Two kinds of informations about arachidonic acid (AA) metabolism in platelet phospholipids
(PL) have been obtained from the use of purified phospholipases: 1) Beside the determination
of PL sidedness in the plasma membrane, non-lytic degradation by phospholipase A2
+ sphingomyelinase C showed that only 6 % of the total platelet AA is localized in
the outer surface of the plasma membrane. This heterogeneous distribution is actually
a consequence of PL asymmetry, since sphingomyelin and phosphatidylcholine, which
predominate in membrane outer leaflet, contain only traces or relatively lower amounts,
respectively, of AA than the internal lipids. It is further shown that incubating
platelets with free AA specifically labels the large internal pool of AA, whereas
the small external pool is renewed by a direct exchange of phosphatidylcholine with
plasma lipoproteins. This offers a doublelabelling method allowing to explore the
exact role of each AA pool.
2) Platelet aggregation by Clostridium welchii phospholipase C produces the same metabolic changes (accumulation of phosphatidic
and lysophosphatidic acids) as those induced by thrombin.

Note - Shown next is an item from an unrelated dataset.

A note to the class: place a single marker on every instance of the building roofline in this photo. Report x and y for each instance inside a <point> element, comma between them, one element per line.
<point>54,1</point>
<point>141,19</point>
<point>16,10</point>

These observations have
led to describe the existence of a cytosolic phosphatidylinositol-specific phospholipase
C and a membrane-bound diglyceride lipase. Both enzymes, coupled to diglyceride− (and
monoglyceride−) kinase(s), could achieve AA release and (lyso) phosphatidic acid accumulation.
Some properties of these enzymes (subcellular localization, calcium and pH dependence,
positional specificity) will be presented.